Crikey‘s favourite pen pal Kevin Rudd has unleashed on Prime Minister Scott Morrison’s response to the coronavirus crisis.

Rudd put out a statement over the weekend saying that the Morrison government “has been far too complacent” about the damaging effects coronavirus could have on Australian trading.

“The government’s pandemic plan is a part of Australia’s response. But a targeted economic stimulus is the other, still missing, element we need to avoid the threat of recession.” 

Of course, these days Rudd is a man who cannot pass a reflective surface without telling it how it could better run a country, but does he have a point on this one?

As is frequently the case, the answer is both yes and no.

Independent economist Saul Eslake told Crikey the economic impacts were the result not so much of the coronavirus itself, as of the measures that governments have put in place to prevent and then contain the spread of the virus.

“That’s not at all meant to be a criticism of those measures — it’s entirely proper that governments put people’s health foremost — but it helps to underscore the point that there is perhaps a responsibility on governments to ameliorate at least some of the adverse economic consequences of the measures they’ve implemented to protect people’s health,” he said.

However, Eslake does not believe an economy-wide stimulus like that which the Rudd government deployed in response to the GFC is needed just yet.

“So far, the economic impact has been concentrated on a few sectors of the economy, so it seems appropriate that any fiscal policy response be targeted towards those sectors,” he said.

“Measures with a broader impact — such as cash payments to households similar to those undertaken during the GFC — would probably not be any more effective than cuts in interest rates.
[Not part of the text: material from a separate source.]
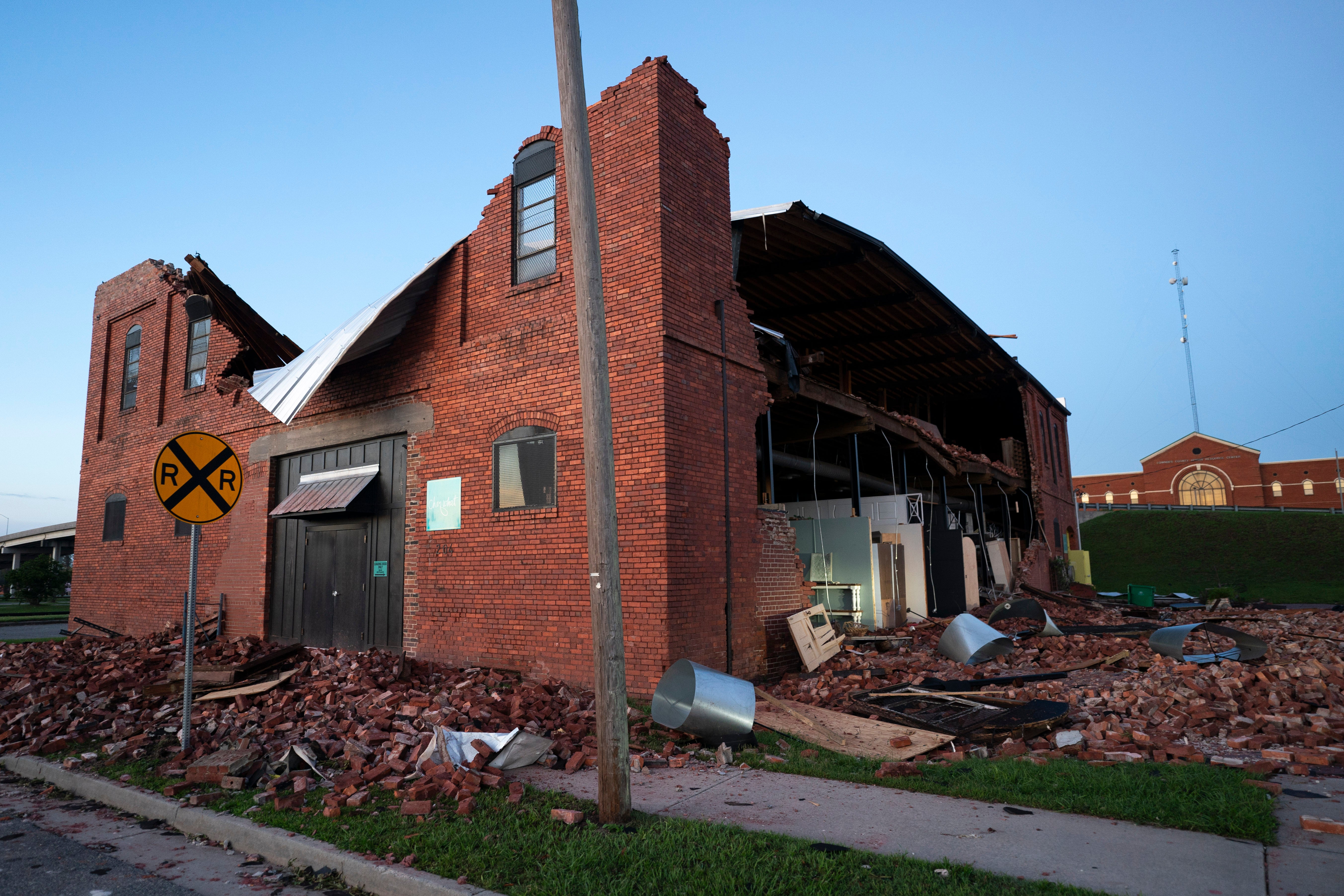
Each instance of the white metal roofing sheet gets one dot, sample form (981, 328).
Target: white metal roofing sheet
(286, 391)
They would not be of much assistance to the tourism sector or to universities.”

Richard Denniss, chief economist at The Australia Institute pointed out the Morrison government had already attempted an economy-wide stimulus, with its hundreds of billions in tax cuts.

“If we want to add some targeted assistance to that failed attempt, that would be good,” he said.
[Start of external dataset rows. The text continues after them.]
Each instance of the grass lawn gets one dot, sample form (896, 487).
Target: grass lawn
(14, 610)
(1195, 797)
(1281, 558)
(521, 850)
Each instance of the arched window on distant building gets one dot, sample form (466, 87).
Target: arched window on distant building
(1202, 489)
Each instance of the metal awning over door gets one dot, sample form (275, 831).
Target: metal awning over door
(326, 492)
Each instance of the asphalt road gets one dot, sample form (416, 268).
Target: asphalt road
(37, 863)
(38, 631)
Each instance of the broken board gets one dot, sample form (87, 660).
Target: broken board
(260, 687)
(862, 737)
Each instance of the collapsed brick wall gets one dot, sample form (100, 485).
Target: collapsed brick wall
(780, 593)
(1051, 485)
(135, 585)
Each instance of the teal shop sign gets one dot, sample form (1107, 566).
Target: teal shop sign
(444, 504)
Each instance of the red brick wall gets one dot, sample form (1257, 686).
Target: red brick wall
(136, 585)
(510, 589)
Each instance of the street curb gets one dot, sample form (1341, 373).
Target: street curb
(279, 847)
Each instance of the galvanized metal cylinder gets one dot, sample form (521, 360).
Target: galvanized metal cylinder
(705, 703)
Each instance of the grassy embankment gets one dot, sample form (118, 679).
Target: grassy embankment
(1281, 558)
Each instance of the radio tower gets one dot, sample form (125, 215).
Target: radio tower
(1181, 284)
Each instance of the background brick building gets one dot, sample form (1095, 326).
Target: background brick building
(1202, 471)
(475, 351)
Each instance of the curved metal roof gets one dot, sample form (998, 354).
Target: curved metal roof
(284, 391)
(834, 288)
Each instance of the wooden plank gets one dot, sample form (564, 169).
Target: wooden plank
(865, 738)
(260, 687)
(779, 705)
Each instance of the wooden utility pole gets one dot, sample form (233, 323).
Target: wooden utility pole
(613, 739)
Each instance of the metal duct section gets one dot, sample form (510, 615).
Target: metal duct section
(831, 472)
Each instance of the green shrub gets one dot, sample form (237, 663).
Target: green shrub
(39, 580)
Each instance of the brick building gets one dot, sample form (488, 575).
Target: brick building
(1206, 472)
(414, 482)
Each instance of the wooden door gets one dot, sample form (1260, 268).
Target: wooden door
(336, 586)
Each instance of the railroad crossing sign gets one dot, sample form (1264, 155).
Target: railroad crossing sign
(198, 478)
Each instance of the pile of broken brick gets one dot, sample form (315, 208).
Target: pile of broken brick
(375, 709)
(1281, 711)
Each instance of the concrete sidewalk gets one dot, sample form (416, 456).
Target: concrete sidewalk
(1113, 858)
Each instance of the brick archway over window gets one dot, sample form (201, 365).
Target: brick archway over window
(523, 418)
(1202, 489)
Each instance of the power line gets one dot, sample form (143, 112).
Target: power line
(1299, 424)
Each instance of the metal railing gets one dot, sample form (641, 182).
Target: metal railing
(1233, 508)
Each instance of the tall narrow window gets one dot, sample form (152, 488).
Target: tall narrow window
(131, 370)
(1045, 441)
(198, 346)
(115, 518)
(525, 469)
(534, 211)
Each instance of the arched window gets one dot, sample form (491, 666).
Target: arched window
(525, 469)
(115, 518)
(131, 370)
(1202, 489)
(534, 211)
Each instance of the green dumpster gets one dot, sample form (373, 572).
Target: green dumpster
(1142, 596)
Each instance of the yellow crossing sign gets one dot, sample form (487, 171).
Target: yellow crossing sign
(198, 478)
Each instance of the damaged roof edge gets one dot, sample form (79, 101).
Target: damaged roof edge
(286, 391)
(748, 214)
Over the weekend Liberal MPs James Paterson and Tim Wilson urged Morrison to rule out bailing out universities.

“Unis have been the worst hit, and if the government is going to intervene, they should be the first cab off the rank, but they clearly don’t have a loud enough voice in the Liberal Party room,” Denniss said.
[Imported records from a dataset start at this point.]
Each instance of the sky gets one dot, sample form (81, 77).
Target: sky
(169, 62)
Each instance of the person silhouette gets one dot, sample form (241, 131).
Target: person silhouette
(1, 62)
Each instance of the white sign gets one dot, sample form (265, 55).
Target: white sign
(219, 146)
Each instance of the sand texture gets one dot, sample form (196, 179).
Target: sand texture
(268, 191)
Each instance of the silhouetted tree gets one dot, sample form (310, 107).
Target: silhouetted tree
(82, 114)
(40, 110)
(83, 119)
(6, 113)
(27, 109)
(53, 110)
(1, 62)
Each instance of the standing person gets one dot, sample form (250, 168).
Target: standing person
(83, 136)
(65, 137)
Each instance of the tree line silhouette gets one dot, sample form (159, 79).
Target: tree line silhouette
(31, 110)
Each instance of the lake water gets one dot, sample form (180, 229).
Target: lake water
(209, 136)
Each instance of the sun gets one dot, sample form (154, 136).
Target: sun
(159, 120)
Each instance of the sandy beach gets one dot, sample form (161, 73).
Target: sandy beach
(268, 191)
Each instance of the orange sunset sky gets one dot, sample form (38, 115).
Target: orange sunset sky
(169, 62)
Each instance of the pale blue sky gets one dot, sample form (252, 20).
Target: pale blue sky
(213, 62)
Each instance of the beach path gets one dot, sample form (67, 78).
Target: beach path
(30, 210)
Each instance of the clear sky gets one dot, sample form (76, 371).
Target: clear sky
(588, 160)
The Centre for Independent Studies research director, Simon Cowan, has argued the government should reject calls for stimulus, writing in The Canberra Times over the weekend that the argument was a really a proxy debate over the role of government, and that those urging stimulus are arguing “for a far more activist role for government in economic management”:

When put this way, the need for government to explicitly reject the demands for stimulus — not merely on the grounds that stimulus is unnecessary, but that it is also inappropriate — becomes apparent.

Eslake said there was every possibility that the coronavirus could eventually cause a recession (albeit one nowhere near as severe as that which hit Australia in the early ’90s).

“Almost certainly, Australia’s economy will, like many others, have contracted in the current quarter — and depending on how long the various measures designed to contain the virus remain in place, it’s possible that the economy will experience a second quarter of negative growth in the June quarter.”

At that point, a Rudd-style response might become necessary.

“If the economic downturn becomes more broadly-based, or persistent, then there might be a stronger case for a broader fiscal policy response, but we’re not there yet.”